Most of them have settled into mainstream society since those days, but this summer's 50th anniversary reunion shows have brought members of that community out of the woodwork — and back into contact with each other.
In honor of what's shaping up to be the unofficial Summer of the Dead nationwide, we reached out to Kansas City Deadheads, asking them to help us paint a picture of the Midwest from the vantage point of that tour route.
First off, the term 'Deadhead' is one that not all of our respondents embraced.
Hampton Stevens, a freelance writer, says that just as a rich person is always someone with more money than you, a Deadhead is always someone who takes that musical obsession a little bit further than you do. From his point of view, the term also carries some undesirable baggage, relating to living in a bus and maybe not bathing very frequently.
But McGonigle is fine with being called a Deadhead. To him, a Deadhead is anyone who loves and appreciates the music.

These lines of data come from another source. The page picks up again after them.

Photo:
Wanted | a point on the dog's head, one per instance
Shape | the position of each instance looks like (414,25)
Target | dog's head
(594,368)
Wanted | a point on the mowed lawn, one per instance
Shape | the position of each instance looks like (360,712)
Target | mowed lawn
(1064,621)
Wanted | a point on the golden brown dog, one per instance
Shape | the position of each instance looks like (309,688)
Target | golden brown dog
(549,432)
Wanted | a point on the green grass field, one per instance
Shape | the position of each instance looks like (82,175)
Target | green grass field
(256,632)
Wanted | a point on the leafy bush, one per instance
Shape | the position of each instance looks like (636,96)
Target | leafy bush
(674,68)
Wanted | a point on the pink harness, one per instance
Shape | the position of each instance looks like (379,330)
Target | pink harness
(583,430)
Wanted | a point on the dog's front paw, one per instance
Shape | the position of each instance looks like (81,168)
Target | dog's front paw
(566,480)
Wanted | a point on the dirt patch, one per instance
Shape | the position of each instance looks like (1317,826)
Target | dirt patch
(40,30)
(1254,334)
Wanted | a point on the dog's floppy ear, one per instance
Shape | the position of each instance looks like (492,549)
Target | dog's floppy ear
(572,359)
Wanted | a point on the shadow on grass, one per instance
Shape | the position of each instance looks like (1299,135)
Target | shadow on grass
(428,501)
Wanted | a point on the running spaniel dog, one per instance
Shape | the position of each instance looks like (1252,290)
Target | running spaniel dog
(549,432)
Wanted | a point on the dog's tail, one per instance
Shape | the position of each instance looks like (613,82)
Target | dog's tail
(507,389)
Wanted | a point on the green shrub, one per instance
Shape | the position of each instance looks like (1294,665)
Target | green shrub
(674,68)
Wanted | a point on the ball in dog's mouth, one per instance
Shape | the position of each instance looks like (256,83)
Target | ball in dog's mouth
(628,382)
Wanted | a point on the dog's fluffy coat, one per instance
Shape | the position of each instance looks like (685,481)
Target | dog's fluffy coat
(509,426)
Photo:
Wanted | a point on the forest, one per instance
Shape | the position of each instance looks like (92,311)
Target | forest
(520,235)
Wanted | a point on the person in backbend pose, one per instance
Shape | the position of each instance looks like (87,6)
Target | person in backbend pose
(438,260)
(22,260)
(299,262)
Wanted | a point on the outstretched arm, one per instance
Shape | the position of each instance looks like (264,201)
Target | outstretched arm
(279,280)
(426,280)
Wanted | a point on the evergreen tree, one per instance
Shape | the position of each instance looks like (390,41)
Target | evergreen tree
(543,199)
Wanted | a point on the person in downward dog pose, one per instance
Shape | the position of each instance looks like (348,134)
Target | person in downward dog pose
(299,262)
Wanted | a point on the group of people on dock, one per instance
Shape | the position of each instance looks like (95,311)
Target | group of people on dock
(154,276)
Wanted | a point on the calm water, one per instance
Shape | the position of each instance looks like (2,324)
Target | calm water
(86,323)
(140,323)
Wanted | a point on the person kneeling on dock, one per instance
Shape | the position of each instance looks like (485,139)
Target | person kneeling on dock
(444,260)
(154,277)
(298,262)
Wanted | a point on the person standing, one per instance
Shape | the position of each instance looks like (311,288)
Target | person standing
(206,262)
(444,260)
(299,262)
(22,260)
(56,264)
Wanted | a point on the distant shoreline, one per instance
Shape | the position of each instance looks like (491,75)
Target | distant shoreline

"Whether they were the hippie on the VW Microbus with hair down to their waist, or whether they were a clean-cut businessman, they were all Deadheads if they enjoyed the music," he says. "And that's what it's all about for me."
In 1979 alone, the Grateful Dead played four shows in Kansas City. "We were just lucky in Kansas City in 1979," says Mike McGonigle.
There was a show at Starlight in 1985 that a number of local Deadheads remember as especially powerful. The full moon behind the stage set a memorable mood.
"It could be really cool," says Stevens. "I remember one time, maybe, I don't know, Milwaukee to Cincinnati, who knows, but you were kind of on this trail and it was invisible to the rest of the world, so it would be some truck stop or some diner and just for whatever reason at 3 o'clock on a Thursday afternoon the entire place would fill up with people wearing tie-dye and long hair. And you could see the waitresses going, 'What is this?'"
He adds that "the hippie, even as a cultural idiom, was still a little bit strange and frightening to people."
"Well, and it was very surprising," adds McGonigle. "I remember Alpine Valley in East Troy, Wisconsin, which is a town of about 10,000 people maybe? And for three days it became a town of about 60,000 as people moved into town and camped out in farmers' fields. And the local community I think initially reacted as you were talking about — 'What are you guys doing here?' — but then there was kind of an embracement. I think I went to three consecutive summers in Alpine Valley and in the second year it was so much different because the locals caught on, they realized, These people are OK."
Callers from the Kansas City metro also shared their experiences as Deadheads on KCUR's Central Standard.
Beth, who is about to turn 65, is a self-identified hippie who remembers an outdoor show in Des Moines, Iowa in the 1960s. It was pouring rain before the show started, but then the band came out and sang Here Comes the Sun. It stopped raining as if on cue, only to start again when the show was over. The magic of that experience stays with her today.
One caller from Lawrence went to a show at Memorial Hall in Kansas City, Kansas in 1977. He's in a band of his own now, and he wears the jacket he donned that fateful night whenever he performs onstage. The ticket stub is still in the pocket.
And no. We didn't ask about laundering.